Mit den Regeln von Demokratie und Rechtsstaat hat dies nichts zu tun. Es ist der Rückfall in eine überwunden geglaubte Zeit, als eine starke Armee – lange das Werkzeug des Diktators Hosni Mubarak – über Wohl und Wehe mitbestimmte. Dass Mursi ein schlechter Präsident gewesen ist, der sein Land herunterwirtschaftete und den politischen Konsens nicht suchte, das mag sein. Aber es kann nach der reinen Demokratielehre keine Entschuldigung für einen Staatsstreich sein. Entsprechend geharnischt fallen die weltweiten Reaktionen aus. Tiefe Sorge, Mahnung zur Rückkehr zur Demokratie – so ist der Tenor von Washington bis Ankara.
Leise Hoffnung keimt auf
Denkt man an historische Figuren wie Oberst Gaddafi in Libyen, Augusto Pinochet in Chile oder Kaiser Bokassa in Zentralafrika – sie alle putschten sich an die Macht –, wird einem bewusst, welch finsteres Kapitel mit einem Staatsstreich für eine Nation aufgeschlagen werden kann. Und die Armee in Ägypten, das steht außer Frage, hat in der Vergangenheit gemeinsam mit der Polizei bei der Verfolgung der Muslimbrüder oft Menschenrechte missachtet.
Und dennoch: bei allen Bedenken gegenüber dem Geschehen in Kairo keimt doch die leise Hoffnung, dass dies eine Art guter Putsch gewesen sein möge. Denn man kommt an den Bildern aus Kairo natürlich nicht vorbei, es sind die von den jubelnden, begeisterten Massen. War es überhaupt ein Putsch? Oder war es angesichts der Millionen von Anti-Mursi-Demonstranten in den Städten nicht vielmehr eine erneute Revolution, die zweite in Folge nach dem Sturz Mubaraks?
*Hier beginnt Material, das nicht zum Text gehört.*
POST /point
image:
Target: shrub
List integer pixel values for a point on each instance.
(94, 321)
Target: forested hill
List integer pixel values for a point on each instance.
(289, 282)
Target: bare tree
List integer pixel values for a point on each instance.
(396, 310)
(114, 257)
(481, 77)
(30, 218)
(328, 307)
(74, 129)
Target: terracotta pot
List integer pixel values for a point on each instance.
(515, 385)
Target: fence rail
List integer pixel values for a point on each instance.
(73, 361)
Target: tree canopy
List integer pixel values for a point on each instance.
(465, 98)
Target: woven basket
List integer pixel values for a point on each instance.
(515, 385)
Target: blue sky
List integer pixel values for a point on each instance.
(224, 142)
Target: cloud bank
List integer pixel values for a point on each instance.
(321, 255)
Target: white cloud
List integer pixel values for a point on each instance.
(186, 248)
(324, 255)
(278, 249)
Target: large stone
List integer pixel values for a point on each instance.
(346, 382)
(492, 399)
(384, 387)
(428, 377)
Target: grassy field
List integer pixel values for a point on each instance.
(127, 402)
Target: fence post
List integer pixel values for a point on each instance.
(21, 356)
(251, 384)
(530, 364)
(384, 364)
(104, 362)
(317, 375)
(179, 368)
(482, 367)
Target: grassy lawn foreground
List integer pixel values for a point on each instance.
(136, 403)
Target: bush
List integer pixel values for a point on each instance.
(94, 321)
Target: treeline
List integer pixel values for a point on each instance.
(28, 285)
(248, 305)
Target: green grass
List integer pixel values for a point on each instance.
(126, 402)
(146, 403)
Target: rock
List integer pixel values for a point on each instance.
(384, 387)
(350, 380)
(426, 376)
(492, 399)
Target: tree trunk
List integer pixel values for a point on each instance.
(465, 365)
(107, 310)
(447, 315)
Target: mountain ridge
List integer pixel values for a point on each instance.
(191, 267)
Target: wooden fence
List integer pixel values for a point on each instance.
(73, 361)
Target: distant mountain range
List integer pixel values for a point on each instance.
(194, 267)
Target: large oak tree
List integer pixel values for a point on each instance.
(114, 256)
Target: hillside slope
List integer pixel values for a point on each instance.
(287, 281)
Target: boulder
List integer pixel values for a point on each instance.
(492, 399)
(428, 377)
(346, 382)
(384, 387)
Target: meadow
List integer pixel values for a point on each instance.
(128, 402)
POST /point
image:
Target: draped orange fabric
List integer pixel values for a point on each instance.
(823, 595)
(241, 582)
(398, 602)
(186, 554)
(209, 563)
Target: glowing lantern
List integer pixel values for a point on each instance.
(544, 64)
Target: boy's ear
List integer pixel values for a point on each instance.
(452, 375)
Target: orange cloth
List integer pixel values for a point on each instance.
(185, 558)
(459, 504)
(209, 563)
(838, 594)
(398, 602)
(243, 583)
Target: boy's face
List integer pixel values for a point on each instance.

Eine Revolution, die von der Armee gekapert wurde? 18 Tage hatten die Massenproteste 2011 gedauert, um den drei Jahrzehnte lang regierenden Mubarak zu entthronen. Vier Tage brauchte jetzt das wütende Volk, um Mursi aus dem Amt zu jagen. In Ägypten, so scheint es, wird Politik noch auf der Straße gemacht, brutal und sehr direkt.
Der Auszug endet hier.